Rentrés de Prague en 1954, René et Josette Roucaute retrouvèrent des emplois au service d’organismes proches du Parti communiste. Elle se vit proposer la responsabilité du personnel de la Maison des Métallurgistes, rue Jean-Pierre Timbaud dans le XIe arrondissement. Elle occupa cette fonction pendant une vingtaine d’années, gérant la maison avec autorité et efficacité, en nouant d’excellentes relations avec celui qui en fut longtemps le patron, André Lunet. Elle y travaillait aussi avec Malvina Vermeersch, la sœur de Jeannette Thorez-Vermeersch, avec qui les relations furent moins faciles. En effet, Josette Roucaute, militante de l’Union des femmes françaises, désapprouvait totalement l’orientation morale conservatrice qu’y imposait l’épouse du secrétaire général du PCF, notamment sur la question du contrôle des naissances, un souci prioritaire pour les femmes dans cette période de baby-boom.

Au début des années 1960, la famille Roucaute s’installa au Blanc-Mesnil, en banlieue est. Elle s’intégra sans difficulté dans cette municipalité communiste de longue date. Le dimanche, « Jo », élue conseillère municipale, avait plaisir à se mêler aux autres militants de la section pour crier l’Humanité sur le marché ; elle en vendait jusqu’à deux-cents exemplaires par semaine. Membre d’une cellule locale, elle ne prit jamais de responsabilité plus élevée dans l’appareil du parti malgré sa forte personnalité et son mari pas davantage.
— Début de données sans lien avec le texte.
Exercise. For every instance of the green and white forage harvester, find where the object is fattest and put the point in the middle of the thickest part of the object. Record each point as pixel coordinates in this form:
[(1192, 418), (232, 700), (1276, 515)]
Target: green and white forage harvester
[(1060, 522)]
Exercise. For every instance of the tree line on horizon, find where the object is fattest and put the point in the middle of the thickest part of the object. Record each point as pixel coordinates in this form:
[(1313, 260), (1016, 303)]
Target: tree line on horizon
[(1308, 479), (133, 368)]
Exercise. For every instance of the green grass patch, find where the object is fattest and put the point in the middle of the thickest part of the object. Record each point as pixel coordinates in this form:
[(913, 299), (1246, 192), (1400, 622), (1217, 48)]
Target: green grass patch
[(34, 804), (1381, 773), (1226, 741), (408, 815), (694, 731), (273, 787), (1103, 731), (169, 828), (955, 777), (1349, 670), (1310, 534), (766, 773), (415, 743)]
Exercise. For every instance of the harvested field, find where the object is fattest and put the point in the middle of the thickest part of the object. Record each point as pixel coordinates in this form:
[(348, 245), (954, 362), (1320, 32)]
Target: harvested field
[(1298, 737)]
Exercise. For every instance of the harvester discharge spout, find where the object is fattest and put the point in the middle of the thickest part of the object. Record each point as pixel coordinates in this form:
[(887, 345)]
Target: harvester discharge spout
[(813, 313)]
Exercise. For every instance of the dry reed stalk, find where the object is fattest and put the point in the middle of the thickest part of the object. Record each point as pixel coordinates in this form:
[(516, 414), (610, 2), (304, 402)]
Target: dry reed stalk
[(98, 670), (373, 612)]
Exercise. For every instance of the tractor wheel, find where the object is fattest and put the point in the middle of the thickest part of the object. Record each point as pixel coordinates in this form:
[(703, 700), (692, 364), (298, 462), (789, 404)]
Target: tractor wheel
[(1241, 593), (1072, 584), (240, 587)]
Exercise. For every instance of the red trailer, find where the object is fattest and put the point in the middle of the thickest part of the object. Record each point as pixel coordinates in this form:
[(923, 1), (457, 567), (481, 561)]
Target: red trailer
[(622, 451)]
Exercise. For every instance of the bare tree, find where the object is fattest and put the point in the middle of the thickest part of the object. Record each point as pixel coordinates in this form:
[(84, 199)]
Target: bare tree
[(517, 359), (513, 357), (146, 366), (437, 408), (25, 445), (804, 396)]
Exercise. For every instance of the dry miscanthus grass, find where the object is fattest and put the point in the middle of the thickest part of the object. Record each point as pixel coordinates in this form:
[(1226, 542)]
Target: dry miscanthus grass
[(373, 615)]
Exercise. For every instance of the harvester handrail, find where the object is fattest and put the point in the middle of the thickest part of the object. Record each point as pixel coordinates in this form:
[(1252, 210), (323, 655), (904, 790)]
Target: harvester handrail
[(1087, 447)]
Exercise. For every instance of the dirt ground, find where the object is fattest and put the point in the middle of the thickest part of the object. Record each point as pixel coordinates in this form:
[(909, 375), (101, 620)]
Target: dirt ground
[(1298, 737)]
L’un et l’autre, sans jamais manifester d’opposition frontale, éprouvèrent quelques déceptions militantes : la mise à l’écart de Laurent Casanova et Marcel Servin, en particulier, qu’elle appréciait beaucoup l’un et l’autre ; le manque d’aménité qu’elle ressentait de la part de Georges Marchais à l’égard des militants, dont elle fit les frais une fois ou deux ; mais surtout le mensonge de celui-ci à propos de son travail en Allemagne pendant la guerre, dont elle pensait qu’il avait beaucoup nui à l’image du Parti communiste.
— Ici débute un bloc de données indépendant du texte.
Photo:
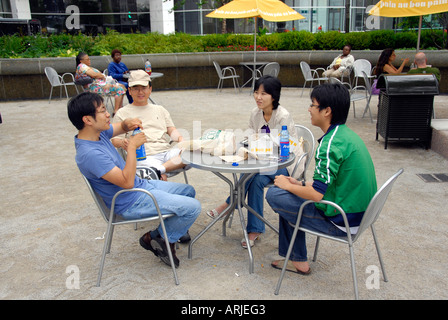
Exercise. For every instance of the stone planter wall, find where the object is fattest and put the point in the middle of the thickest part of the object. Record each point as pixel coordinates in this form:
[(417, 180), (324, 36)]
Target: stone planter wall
[(25, 78)]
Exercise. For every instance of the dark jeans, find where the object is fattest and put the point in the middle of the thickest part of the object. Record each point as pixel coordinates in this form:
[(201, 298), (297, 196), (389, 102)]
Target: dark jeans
[(287, 205)]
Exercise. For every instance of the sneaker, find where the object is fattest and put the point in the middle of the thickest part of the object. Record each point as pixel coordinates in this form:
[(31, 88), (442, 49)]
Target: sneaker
[(185, 238), (159, 245), (147, 245)]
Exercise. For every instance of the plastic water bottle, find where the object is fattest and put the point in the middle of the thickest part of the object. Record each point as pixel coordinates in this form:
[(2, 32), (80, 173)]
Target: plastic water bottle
[(140, 151), (148, 68), (284, 143)]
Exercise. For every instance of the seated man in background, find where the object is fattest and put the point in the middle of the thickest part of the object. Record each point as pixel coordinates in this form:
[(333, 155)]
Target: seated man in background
[(156, 124), (341, 64), (108, 173), (344, 174), (420, 61), (119, 71)]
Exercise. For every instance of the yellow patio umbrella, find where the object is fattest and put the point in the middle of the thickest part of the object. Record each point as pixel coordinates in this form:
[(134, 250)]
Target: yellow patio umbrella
[(270, 10), (409, 8)]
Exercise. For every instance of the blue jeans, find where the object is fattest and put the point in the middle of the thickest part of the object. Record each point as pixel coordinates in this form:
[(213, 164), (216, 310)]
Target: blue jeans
[(255, 198), (128, 95), (287, 205), (177, 198)]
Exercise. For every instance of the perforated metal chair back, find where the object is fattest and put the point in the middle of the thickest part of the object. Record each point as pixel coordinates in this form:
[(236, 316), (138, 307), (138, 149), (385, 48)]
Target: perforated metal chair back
[(376, 204), (226, 73), (271, 69), (361, 65), (52, 76), (58, 81), (309, 145), (113, 219), (306, 71), (370, 216)]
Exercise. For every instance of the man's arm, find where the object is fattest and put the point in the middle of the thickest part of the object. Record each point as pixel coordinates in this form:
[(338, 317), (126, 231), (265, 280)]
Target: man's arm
[(125, 126), (125, 178), (174, 134), (295, 187)]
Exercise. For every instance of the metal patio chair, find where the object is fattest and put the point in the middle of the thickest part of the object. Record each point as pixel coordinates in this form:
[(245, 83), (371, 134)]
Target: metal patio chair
[(112, 219), (370, 216), (58, 81)]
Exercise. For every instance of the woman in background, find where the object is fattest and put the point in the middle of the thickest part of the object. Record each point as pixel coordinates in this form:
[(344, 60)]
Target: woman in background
[(99, 84)]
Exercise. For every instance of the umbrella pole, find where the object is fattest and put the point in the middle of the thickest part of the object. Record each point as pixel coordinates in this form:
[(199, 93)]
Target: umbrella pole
[(254, 73), (419, 32)]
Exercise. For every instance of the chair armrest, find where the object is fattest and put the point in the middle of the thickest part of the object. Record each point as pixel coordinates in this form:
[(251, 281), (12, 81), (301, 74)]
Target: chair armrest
[(334, 205), (148, 173), (302, 158), (230, 69), (111, 216), (316, 72), (67, 74)]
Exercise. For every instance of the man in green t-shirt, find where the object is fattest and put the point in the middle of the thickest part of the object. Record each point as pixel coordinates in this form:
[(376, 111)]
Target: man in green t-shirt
[(344, 174), (420, 60)]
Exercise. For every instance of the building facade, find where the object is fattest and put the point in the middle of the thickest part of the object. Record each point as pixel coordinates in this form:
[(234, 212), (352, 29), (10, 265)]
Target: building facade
[(168, 16)]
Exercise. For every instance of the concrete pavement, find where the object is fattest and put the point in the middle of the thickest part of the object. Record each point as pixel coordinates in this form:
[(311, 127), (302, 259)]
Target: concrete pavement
[(51, 230)]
René Roucaute, déjà diminué, sans doute suite aux sévices subis pendant la guerre, décéda brusquement en janvier 1971. En 1977, on demanda à Josette Roucaute de se présenter sur la liste du maire communiste Robert Fregossy aux élections municipales, afin de remplacer Maria Valtat dans ses responsabilités de maire adjoint. Elle eut notamment à s’occuper de la gestion du personnel communal. Cependant, elle ne prolongea pas son mandat au-delà des élections de 1983. Mais son fils Raoul, quelques années plus tard, prit sa relève, devenant à son tour maire adjoint, et pour plusieurs mandats d’affilée, jusqu’aux années 2010.
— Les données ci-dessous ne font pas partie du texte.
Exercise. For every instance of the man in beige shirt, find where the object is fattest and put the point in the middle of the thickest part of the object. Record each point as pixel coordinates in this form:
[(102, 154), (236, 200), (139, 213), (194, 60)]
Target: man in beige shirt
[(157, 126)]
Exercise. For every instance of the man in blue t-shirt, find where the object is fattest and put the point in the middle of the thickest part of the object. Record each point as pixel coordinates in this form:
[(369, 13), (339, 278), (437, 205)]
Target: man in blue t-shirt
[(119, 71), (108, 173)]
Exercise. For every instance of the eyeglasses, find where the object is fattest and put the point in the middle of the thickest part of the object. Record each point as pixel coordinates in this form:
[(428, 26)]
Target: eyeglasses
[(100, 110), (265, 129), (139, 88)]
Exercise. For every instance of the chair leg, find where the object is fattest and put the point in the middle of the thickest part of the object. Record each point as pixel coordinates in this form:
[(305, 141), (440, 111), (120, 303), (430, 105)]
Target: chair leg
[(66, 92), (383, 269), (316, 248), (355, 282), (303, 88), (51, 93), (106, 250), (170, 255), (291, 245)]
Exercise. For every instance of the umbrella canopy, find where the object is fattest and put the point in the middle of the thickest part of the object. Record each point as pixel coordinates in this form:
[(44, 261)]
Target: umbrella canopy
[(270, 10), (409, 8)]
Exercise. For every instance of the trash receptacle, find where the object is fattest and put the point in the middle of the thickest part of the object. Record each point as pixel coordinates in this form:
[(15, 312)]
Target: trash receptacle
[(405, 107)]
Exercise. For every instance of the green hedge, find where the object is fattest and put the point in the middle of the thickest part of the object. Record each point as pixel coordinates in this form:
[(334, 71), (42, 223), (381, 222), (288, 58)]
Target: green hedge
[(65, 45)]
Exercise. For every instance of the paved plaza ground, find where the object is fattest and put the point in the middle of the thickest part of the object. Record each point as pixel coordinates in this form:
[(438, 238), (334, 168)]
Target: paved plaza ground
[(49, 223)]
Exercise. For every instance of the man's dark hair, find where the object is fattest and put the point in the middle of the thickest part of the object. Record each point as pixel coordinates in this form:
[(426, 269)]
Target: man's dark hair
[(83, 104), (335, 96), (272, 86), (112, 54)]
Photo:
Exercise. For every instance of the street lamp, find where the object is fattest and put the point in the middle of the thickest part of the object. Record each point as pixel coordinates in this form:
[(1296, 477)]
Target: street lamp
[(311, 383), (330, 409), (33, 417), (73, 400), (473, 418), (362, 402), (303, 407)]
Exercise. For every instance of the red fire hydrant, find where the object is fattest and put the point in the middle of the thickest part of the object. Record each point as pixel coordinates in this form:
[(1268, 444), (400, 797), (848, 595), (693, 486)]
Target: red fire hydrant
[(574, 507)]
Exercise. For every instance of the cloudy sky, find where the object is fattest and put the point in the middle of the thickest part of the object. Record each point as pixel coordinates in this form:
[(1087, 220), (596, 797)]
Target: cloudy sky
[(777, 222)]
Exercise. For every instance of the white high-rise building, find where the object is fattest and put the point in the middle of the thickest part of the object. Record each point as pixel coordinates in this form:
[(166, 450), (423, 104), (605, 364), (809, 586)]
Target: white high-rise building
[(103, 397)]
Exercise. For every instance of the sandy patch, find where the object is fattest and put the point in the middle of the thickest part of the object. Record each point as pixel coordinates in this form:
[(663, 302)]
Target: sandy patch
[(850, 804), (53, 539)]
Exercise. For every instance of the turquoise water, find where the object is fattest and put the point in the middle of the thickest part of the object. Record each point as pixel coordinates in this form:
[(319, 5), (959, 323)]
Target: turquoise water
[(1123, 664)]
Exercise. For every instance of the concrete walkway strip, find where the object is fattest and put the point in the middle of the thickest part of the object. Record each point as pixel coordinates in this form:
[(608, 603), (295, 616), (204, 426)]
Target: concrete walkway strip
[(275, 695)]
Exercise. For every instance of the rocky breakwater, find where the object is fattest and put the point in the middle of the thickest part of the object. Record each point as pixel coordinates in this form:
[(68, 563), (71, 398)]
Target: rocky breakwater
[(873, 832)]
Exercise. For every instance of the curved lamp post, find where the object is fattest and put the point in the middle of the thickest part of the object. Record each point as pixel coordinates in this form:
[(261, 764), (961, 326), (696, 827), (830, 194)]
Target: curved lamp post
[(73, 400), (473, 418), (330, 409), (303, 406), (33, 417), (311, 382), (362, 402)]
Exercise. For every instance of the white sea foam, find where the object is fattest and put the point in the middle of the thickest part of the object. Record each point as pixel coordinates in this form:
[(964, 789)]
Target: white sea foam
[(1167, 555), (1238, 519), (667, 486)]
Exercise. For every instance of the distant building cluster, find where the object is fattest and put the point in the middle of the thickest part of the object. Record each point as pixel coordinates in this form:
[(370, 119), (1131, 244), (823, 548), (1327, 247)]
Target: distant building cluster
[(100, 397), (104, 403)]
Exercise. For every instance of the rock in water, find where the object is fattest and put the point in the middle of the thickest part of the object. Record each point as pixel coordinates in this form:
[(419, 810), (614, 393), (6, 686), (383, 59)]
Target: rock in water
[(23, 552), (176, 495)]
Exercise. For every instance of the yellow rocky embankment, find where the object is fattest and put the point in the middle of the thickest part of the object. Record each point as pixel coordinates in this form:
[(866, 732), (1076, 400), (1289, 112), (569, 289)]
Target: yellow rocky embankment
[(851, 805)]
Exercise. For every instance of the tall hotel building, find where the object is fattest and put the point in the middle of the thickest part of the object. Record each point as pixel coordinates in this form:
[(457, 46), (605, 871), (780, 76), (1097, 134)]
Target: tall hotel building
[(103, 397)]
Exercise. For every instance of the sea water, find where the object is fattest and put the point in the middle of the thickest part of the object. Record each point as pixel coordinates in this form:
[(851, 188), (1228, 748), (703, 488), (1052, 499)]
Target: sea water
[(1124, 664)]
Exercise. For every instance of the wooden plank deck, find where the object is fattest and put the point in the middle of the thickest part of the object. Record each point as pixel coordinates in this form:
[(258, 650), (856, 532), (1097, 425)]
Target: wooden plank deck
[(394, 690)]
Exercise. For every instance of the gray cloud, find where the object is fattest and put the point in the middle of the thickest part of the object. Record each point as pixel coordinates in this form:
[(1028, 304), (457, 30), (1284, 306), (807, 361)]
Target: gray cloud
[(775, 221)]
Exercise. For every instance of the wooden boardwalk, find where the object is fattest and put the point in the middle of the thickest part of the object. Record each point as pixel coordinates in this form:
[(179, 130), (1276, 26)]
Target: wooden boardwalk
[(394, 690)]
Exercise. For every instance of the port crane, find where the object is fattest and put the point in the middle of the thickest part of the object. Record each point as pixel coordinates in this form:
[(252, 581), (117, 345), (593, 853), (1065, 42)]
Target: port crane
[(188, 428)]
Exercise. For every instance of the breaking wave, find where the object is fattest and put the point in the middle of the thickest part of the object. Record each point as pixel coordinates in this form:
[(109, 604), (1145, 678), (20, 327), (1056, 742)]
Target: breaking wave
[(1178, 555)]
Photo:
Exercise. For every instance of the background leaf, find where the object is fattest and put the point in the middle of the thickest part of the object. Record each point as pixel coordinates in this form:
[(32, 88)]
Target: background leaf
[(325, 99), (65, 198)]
Josette Roucaute travailla encore quelques temps à la SERP, l’entreprise d’expédition de la presse contrôlée par le PCF, avant de prendre sa retraite au début des années 1980. Elle décida alors de repartir s’installer sur ses terres d’origine, et se fit construire une maison dans un lotissement proche d’Alès, voisine de celle d’un de ses beaux-frères. Après dix années de veuvage, elle se remit en ménage avec un militant communiste de la section, Roger Faivet, décédé en 2014. Restée fidèle à son parti, évidemment affectée par l’effondrement de son influence, Josette Roucaute continuait en 2015 à intervenir très activement sur la Résistance et la déportation en milieu scolaire, à travers des organisations comme la FNDIRP ou le CADIR, seul témoin encore actif dans son département. Cette année-là, l’école de son village a été baptisée à son nom.

Josette Roucaute reçut la médaille militaire et la croix de guerre, puis en 1996 la distinction de chevalier de la Légion d’honneur ; elle fut élevée au grade d’officier en 2007.

Pour citer cet article :
https://maitron.fr/spip.php?article175260, notice ROUCAUTE Josette [née BOUSQUET Josette, Juliette, Marie, devenue LAURENSON par adoption] par Marc Giovaninetti, version mise en ligne le 1er septembre 2015, dernière modification le 25 juillet 2022.

Par Marc Giovaninetti

Josette Roucaute en avril 2015, lors de l’inauguration de l’école à son nom

SOURCES : Claude Emerique, « Roucaute Josette, “matricule 42191” », sites www.gillesr-educ.fr et memoire-resistance-gard.fr. ― Site officiel de la commune de Saint-Hilaire-de-Brethmas (Gard). ― Indications de Gilles Baix. – Entretien avec l’intéressée, août 2015.